Sunday, February 2, 2025

Beaten: Indiana Jones and the Great Circle (Series)

 I've only ever played two Indiana Jones videogames, and I've beaten them both. The first was the masterful Raiders of the Lost Ark on the Atari VCS, when I figured out that the clock was actually moving and you had to be in the map room at the right time, just like the movie. After that I just never came across an Indy game in my decades of gaming across various hardware, but they kept making them.

The most recent one dropped into my lap - or more accurately, onto my pricey XBox Gamepass Ultimate Super Platinum thing, and seeing it was from trusted studio Machinegames, I decided to download it and see if it was as good as their Wolfenstein games.  It was better.

Indiana Jones and the Great Circle has been carefully crafted to be a videogame that feels very much like playing through an Indiana Jones movie.
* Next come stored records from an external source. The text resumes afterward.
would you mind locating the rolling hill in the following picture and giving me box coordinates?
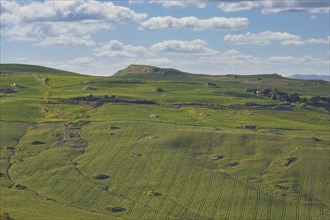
[0,63,81,76]
[113,64,187,77]
[0,64,329,220]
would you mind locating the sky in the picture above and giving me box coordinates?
[1,0,329,76]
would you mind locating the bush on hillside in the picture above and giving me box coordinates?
[0,87,15,93]
[154,88,164,92]
[94,174,110,180]
[15,184,27,190]
[104,206,126,212]
[31,140,45,145]
[207,82,217,88]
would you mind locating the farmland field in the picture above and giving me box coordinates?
[0,64,329,219]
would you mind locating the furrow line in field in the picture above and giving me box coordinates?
[23,186,120,219]
[239,177,251,220]
[195,162,214,220]
[166,141,200,218]
[102,134,133,178]
[281,199,287,220]
[226,134,248,220]
[295,142,308,220]
[137,137,176,218]
[141,131,184,219]
[307,149,318,220]
[110,139,151,199]
[154,138,191,219]
[209,134,228,220]
[119,144,157,203]
[123,139,165,217]
[210,172,228,220]
[267,192,274,220]
[182,153,209,219]
[252,134,263,220]
[252,180,262,219]
[224,170,239,220]
[237,134,251,220]
[320,151,329,219]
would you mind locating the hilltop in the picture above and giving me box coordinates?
[113,64,187,77]
[0,64,81,76]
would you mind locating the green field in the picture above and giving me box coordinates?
[0,64,329,219]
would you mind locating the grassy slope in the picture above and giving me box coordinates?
[0,64,329,219]
[0,64,81,76]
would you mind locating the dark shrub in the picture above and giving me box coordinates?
[0,87,15,93]
[31,141,45,145]
[229,161,239,166]
[94,174,110,180]
[154,88,164,92]
[104,206,126,212]
[15,184,27,190]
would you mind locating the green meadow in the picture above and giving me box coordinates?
[0,64,329,219]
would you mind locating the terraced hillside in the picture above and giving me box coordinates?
[0,64,329,219]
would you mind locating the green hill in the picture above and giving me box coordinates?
[0,64,81,76]
[113,64,187,77]
[0,63,329,220]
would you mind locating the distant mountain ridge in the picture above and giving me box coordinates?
[289,74,329,81]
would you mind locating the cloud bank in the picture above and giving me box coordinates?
[140,16,248,30]
[0,0,147,46]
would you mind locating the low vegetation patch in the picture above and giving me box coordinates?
[277,157,297,167]
[130,153,141,157]
[239,125,257,129]
[0,87,15,93]
[0,210,13,220]
[207,82,218,88]
[94,174,110,180]
[145,191,161,196]
[311,137,321,141]
[82,86,97,91]
[211,155,224,160]
[154,88,164,92]
[15,184,27,190]
[103,206,126,213]
[57,94,156,108]
[229,161,239,166]
[31,140,45,145]
[150,114,159,118]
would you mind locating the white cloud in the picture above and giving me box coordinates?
[1,0,147,46]
[35,36,96,47]
[139,16,248,30]
[198,49,262,66]
[224,31,301,45]
[150,39,219,55]
[268,55,329,65]
[218,0,330,14]
[149,0,207,8]
[281,36,330,45]
[94,40,147,57]
[224,31,330,46]
[67,57,96,66]
[129,0,144,5]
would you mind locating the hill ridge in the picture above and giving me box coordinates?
[0,63,81,76]
[113,64,187,77]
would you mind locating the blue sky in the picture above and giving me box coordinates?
[1,0,329,76]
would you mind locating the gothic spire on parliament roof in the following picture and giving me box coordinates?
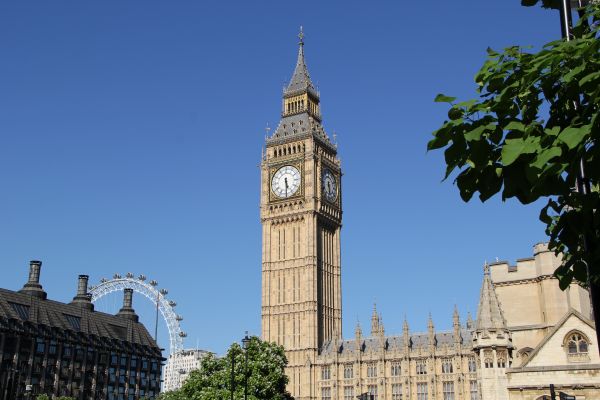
[284,26,318,98]
[475,263,507,331]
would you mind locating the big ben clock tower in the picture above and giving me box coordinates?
[261,29,342,400]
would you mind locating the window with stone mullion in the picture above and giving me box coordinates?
[470,380,479,400]
[417,383,428,400]
[392,383,402,400]
[343,386,354,400]
[442,381,454,400]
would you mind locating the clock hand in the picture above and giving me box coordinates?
[285,177,288,196]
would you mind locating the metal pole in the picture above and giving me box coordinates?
[231,351,235,400]
[244,349,248,400]
[11,369,19,400]
[558,0,600,354]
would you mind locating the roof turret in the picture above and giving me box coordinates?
[284,27,317,98]
[371,303,380,336]
[475,263,507,331]
[267,28,334,149]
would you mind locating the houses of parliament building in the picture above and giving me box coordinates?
[260,31,600,400]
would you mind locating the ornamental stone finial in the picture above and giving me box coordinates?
[298,26,304,45]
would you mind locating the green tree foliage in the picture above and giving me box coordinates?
[159,337,293,400]
[428,4,600,288]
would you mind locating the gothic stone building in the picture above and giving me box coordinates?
[487,244,600,400]
[260,32,599,400]
[0,261,163,400]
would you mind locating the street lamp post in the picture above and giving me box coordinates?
[9,369,20,400]
[230,350,235,400]
[242,332,251,400]
[556,0,600,354]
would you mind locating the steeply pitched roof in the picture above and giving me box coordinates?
[0,287,160,355]
[319,328,472,356]
[284,30,317,98]
[475,263,507,331]
[267,112,335,151]
[517,308,598,369]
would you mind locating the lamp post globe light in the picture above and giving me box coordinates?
[242,332,251,400]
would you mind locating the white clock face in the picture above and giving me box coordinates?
[272,165,301,198]
[322,169,337,202]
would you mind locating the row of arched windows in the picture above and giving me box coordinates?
[273,143,305,158]
[286,99,305,114]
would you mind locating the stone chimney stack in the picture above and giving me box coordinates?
[117,288,139,322]
[71,275,94,310]
[19,260,47,299]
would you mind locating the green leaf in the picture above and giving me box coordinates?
[558,125,591,150]
[486,47,499,56]
[434,93,457,103]
[501,136,540,166]
[532,146,562,169]
[505,121,526,132]
[464,125,487,142]
[562,63,585,83]
[448,107,463,120]
[427,125,452,151]
[521,0,540,7]
[544,126,561,137]
[579,71,600,87]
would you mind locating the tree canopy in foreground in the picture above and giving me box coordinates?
[159,337,293,400]
[427,3,600,288]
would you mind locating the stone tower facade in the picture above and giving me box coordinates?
[472,264,512,400]
[260,30,342,400]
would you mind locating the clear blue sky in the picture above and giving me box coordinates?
[0,1,561,356]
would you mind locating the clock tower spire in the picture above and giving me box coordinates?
[261,29,342,400]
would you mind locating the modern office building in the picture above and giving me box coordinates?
[162,348,210,392]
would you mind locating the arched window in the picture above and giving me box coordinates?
[566,332,589,354]
[564,331,591,362]
[468,357,477,372]
[518,347,533,358]
[484,358,493,368]
[441,359,453,374]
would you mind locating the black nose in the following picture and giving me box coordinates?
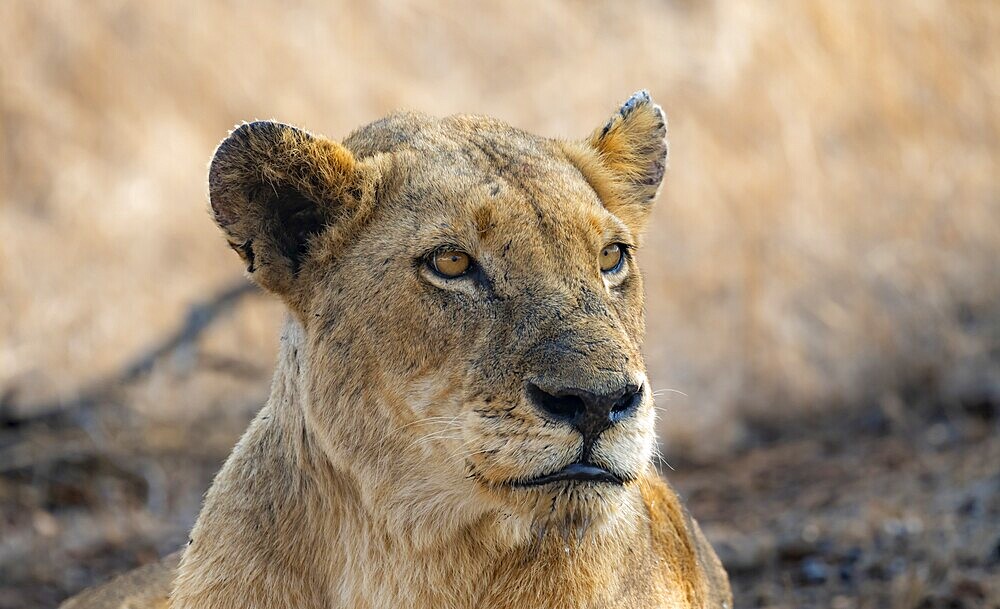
[526,381,643,441]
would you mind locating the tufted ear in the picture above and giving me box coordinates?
[209,121,365,303]
[562,90,668,235]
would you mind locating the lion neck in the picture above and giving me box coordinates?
[260,317,659,607]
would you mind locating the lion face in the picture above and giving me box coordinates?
[208,92,668,545]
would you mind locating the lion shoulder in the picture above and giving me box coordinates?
[639,474,733,608]
[59,552,180,609]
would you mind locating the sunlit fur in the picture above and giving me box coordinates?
[60,91,730,609]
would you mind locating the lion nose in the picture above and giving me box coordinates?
[526,381,643,441]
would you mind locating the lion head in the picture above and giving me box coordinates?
[208,91,668,549]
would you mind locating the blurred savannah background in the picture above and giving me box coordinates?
[1,1,997,607]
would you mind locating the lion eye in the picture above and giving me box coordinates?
[599,243,624,273]
[432,250,472,278]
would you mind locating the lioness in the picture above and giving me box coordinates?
[61,91,731,609]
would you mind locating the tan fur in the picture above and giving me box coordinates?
[59,553,180,609]
[61,91,730,609]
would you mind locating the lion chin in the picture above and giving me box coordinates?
[60,91,731,609]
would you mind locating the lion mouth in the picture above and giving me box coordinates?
[512,462,624,487]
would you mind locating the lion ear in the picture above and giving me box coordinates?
[562,90,668,235]
[209,121,363,302]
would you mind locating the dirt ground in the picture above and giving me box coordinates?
[677,405,1000,608]
[1,303,996,608]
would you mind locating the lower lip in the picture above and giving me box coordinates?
[514,462,624,487]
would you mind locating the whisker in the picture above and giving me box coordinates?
[652,388,688,398]
[651,442,675,471]
[397,415,465,431]
[413,432,466,444]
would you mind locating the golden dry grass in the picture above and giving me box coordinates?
[1,0,997,458]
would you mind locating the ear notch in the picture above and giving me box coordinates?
[209,121,361,299]
[562,90,668,234]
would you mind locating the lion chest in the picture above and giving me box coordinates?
[326,536,687,609]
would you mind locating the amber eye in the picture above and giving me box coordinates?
[600,243,624,273]
[431,250,472,278]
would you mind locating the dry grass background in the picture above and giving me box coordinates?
[0,1,998,606]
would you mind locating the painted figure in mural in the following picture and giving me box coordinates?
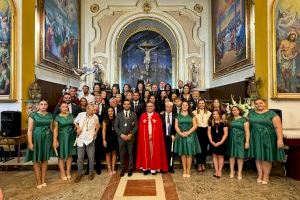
[138,42,157,72]
[277,31,299,91]
[0,62,9,94]
[191,61,199,88]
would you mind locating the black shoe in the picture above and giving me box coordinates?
[143,170,150,175]
[85,171,89,175]
[128,170,133,177]
[120,169,125,177]
[96,169,102,175]
[168,168,174,173]
[151,171,157,175]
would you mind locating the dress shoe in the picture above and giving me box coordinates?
[88,173,95,180]
[151,171,157,175]
[143,170,150,175]
[96,169,102,175]
[128,170,133,177]
[168,168,174,173]
[74,174,84,183]
[120,169,125,177]
[85,171,89,175]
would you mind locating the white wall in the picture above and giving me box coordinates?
[0,0,23,127]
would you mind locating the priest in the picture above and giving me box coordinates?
[136,102,168,175]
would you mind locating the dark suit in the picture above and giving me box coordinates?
[161,112,176,171]
[174,88,183,97]
[114,110,137,171]
[131,101,145,119]
[190,99,199,111]
[53,103,80,118]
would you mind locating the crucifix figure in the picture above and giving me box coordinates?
[138,41,157,72]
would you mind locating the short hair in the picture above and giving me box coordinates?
[254,97,265,103]
[86,104,94,110]
[123,99,131,104]
[165,101,174,107]
[174,97,182,101]
[109,97,116,103]
[64,92,71,96]
[82,85,89,89]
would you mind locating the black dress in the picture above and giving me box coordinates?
[209,121,227,155]
[105,119,118,153]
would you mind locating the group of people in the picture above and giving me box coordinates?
[26,80,285,189]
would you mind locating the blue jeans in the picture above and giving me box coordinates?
[77,140,95,175]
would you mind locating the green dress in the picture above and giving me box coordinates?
[174,113,201,156]
[248,110,285,161]
[55,114,76,159]
[26,112,53,162]
[227,117,248,159]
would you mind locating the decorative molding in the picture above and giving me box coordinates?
[87,0,205,88]
[90,4,100,13]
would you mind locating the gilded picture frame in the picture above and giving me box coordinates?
[0,0,17,102]
[271,0,300,99]
[37,0,80,78]
[212,0,252,78]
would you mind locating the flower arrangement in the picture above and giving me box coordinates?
[226,95,254,118]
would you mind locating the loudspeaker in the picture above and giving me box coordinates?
[1,111,21,137]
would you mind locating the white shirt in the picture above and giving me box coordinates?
[124,110,130,119]
[80,94,95,105]
[74,112,99,147]
[68,103,72,114]
[193,110,211,127]
[165,112,172,136]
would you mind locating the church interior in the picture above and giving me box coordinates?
[0,0,300,199]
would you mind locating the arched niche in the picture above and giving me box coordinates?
[116,18,178,87]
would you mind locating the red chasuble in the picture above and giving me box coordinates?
[136,112,168,171]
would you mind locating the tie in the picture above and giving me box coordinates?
[167,114,170,124]
[134,102,137,111]
[167,114,171,136]
[125,111,128,119]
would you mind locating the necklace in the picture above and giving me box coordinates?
[85,115,92,131]
[199,110,205,122]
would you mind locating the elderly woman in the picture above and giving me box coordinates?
[248,98,285,185]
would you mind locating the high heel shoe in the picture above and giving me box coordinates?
[229,172,234,178]
[66,175,72,180]
[262,180,269,185]
[257,179,262,183]
[183,174,187,178]
[186,174,191,178]
[36,184,43,189]
[41,183,47,187]
[61,176,67,181]
[237,176,242,180]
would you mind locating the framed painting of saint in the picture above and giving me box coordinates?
[212,0,252,78]
[0,0,16,101]
[272,0,300,98]
[37,0,80,78]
The look of everything, the music, the font used to introduce a new area, all are very authentic. As is the incredible voice talent they found to sound like Harrison Ford. Speaking of voice talent, the late Tony Todd put in one last performance here as the mysterious giant Locus, another perfect role for the horror movie legend.  It was kind of bittersweet knowing it was his last.

A break in at Marshall College sends Professor Jones on a journey to capture the thief, which in turn leads to a bigger mystery with another Nazi once again arrogant enough to try to use the power of God resting in some ancient device for evil ends. This seems to take place in the timeline, if one cares, after Raiders of the Lost Ark as it’s prize is mentioned once if I recall correctly.

The game plays in first person and while Indy can use guns and blast away at enemies, it clearly wants the player to be more Indy like and just whip and punch enemies. Shooting summons every guard in the area whereas a stealthy approach is better. With a few upgrades, the whip-punch combo works well, Whip an enemy to make them drop their weapon and stun them, then punch them repeatedly until they fall. There is a block option too, so some fisticuffs require finesse.

And since the enemies are fascists, it was timely fun just punching them over and over. By that I mean, in the game's larger areas, the respawn of enemies behind you means that all the backtracking one does requires clearing out areas repeatedly. I'd take it as a sign of our times rather than design intent that makes punching fascists the least tedious part of such a game.

The game's main areas are pretty large and deviously designed to require tons of exploration. Later in the game, the player gets the option to travel back to them to complete any unfinished business, a feature which encouraged me to do exactly that. I did not go for 100% but I was close.

There is lots of lore to collect and read, as well as a camera that didn’t exist in the 1930s because it somehow instanly puts the printed photos into your inventory. Indy uses the camera a lot as a puzzle solving tool, and for general sightseeing. Weirdly enough, he doesn’t use it during the endgame cutscene where some truly historic shit is happening.

There were some weird design quirks and a few glitches but the game autosaves frequently enough that this was not an issue. Enemy AI was a little dopey, too, sometimes missing obvious chances to detect me. Or was it actually truly accurate AI, as being a fascist does require an unbelievable degree of stupidity? I’d say in this America “You know who you are” to them, but they are also too stupid to know how stupid they are.

There are lots of great puzzles for Indy to solve and they are not too challenging, but are rewarding nonetheless. Truly each large region itself is a puzzle in and of itself to explore. Indy uses his whip to swing over pits and to pull on certain switches out of reach.

Indiana Jones and the Great Circle is a complete joy of a game, authentic to fans of the character while fun for us few gamers who appreciate archaeology and punching fascists.